そして、最後まで信じられなかったのだ。己の仲間を。己の魂を分かつ兄弟を。──愛する神を。
誰にも、自分にすらもう、ルシフェルは決して期待などしない。
だから、抗うのをやめた。
「──フッ、ククク。」
ルシフェルの体からフッと力が抜けた。
呆れとか、可笑しさとか、そういった色んな感情が混ぜこぜになった「嘲笑」だけが、頭に木霊するだけでは収まらなかった。
「る、ルシフェル様ぁ?」
「貴様らが、このルシフェルの何をそこまで深く推し量ろうとしているのかは知らんが、」
噛み殺すかのような冷笑。
空気に溶けて、壊れていく。
「── 一つ、貴様らの勘違いを正そう」
深い諦観に滲むその眼は大胆不敵な光りに上書きされ、その視線が再びミカエルたちへ向けられた時には膠着するような執拗な厚みを感じさせるものになっていた。
まるで、ミカエルと決裂したあの日を彷彿させる表情。
「このルシフェルには、神に次ぐ力のみならず、神の被造物の中で唯一“自由の意志”が与えられているのだ。これまで神に忠順だった?ハッ!これまで私が神に仕えていたのは、あくまでこのルシフェル自らの意志であって、決して貴様らのような作為的な使命感や忠誠心とは訳が違う!!」
一連の嵩高な物言い。七大天使にとっては豹変、と言っても差し支えないほどのルシフェルの変貌だ。
そんな彼の予期もせぬ嘲弄な発言を経て、決して良い状態でなかったその場の空気に明らかに不穏なものが加速的に入り混じり始める。
「所詮、神の理に縛り付けられた貴様ら凡庸な天使と一緒にされては困る」
だが、それでも強く握りしめていた拳を解きながら、ルシフェルは声の調子を変えることなく吐き捨てた。
──そう。ルシフェルは「異端者」なのだ。「特別」過ぎた故に生まれてしまった負の遺物。
異物が紛れ込んでしまったような居た堪れなさと、浮き彫りになった自身の異質感に、ルシフェルの心の奥底にはいつしか虚無感が澱んでいた。これほど混沌とした“闇”は神の眷属には決して理解されるはずもない。
「そして今!私は自由の意思をもって、ここで人の存在を否定し、神の命令をも拒否する!!単に気に食わないからだ!理由なんてそれだけで充分だ」
まっすぐ前を見据える黄金の瞳に高圧的な光を湛えると、ルシフェルは一切の迷いを含まぬ芯の通った声音できっぱりと告げた。
「貴様らはそれを“傲慢”だと決めつけたがるであろう。──だが、それでいい。このルシフェルにはそれが許されているのだ!!」
ついには天使らしからぬ暴論を導き出し、ルシフェルは反論なんて認めないと言わんばかりに周囲を見回す。

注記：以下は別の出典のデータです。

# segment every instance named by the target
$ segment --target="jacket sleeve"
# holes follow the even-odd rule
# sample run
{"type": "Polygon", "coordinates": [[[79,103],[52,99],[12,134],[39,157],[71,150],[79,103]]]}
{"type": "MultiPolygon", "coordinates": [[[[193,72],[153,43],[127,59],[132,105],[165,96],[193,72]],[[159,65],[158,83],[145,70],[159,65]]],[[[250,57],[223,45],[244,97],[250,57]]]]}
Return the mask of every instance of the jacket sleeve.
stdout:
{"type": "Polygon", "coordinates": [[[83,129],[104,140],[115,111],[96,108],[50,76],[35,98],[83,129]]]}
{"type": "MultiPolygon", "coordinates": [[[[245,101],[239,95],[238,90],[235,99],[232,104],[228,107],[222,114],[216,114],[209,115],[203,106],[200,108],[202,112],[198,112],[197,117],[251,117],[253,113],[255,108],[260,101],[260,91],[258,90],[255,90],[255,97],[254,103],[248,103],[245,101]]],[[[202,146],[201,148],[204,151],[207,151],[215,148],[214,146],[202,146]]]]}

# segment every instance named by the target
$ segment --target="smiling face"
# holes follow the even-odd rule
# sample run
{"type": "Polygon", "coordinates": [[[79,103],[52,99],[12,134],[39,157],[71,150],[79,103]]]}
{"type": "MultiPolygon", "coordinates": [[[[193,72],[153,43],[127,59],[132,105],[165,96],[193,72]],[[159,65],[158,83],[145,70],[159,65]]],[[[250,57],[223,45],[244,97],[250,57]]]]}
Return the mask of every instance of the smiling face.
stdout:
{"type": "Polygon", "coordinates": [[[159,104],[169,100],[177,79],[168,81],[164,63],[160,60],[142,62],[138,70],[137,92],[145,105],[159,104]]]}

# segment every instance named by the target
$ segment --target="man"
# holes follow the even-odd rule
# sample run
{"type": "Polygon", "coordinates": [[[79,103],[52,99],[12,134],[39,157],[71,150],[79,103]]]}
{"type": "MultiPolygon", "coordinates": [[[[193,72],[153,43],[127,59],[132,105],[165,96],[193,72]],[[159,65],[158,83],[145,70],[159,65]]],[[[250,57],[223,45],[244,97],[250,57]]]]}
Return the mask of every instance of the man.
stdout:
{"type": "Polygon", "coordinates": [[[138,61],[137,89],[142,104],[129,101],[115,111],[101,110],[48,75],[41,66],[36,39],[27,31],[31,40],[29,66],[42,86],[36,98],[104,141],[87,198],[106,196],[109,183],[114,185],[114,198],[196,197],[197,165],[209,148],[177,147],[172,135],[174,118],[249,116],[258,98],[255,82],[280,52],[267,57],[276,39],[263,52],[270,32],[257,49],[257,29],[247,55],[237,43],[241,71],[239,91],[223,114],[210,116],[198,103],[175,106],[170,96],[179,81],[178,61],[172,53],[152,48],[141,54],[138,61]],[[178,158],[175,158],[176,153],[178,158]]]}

その視線を受け、困惑と不服の感情が高まるのを感じるが、それを具体的な形にして示す者は現れない。
なにか理由があるのか。それとも、もはや説き伏せることすら諦めているのか。
本来であれば、ルシフェルにあれほど抗弁したウリエルに期待がかかるところだが、彼もまた強い不満を表しながらも口を閉ざしている。
「──以上が、このルシフェルの意中のすべてだ。どうだ?ここまでの我が心をすべて計り知れたか?貴様ら程度が一方的に我が心を忖度するなど、思い上がるでない!貴様らはいつから身を弁えることをやめたのだ?」
いっそ清々しいそのの傲岸不遜な佇まいに誰もが言及を避ける中で、ミカエルだけはルシフェルの自己欺瞞に気づいた。
(違う!ルシフェル!なぜッ、なぜ本当のことを言わない!このままだと君は本当に──ッ)
焦燥と混乱に苛まれる中、少なくともルシフェルの発言の真意にそれとなく勘が働いたミカエルは、とにかく打開するために己が動きを作らなくては、と判断して踏み出そうとしたが、
〈もうよい〉
動き出す出鼻を制止するような神の声に二の足を踏まされた。
〈最も美しく愛おしい天の子よ
これが最後の慈悲と受け給え〉
〈我が命に従ねば 汝に相応の罰を与えん〉
「ほう......?我が主よ。仮に私がヒトに従わねば、貴方様はどのような処罰を下すおつもりで」
ルシフェルの挑発的な問いに、神は、
〈この場をもって
汝の天使長なる地位を剥奪せむとす〉
ミカエルの内心の懸念がついには現実になってしまった。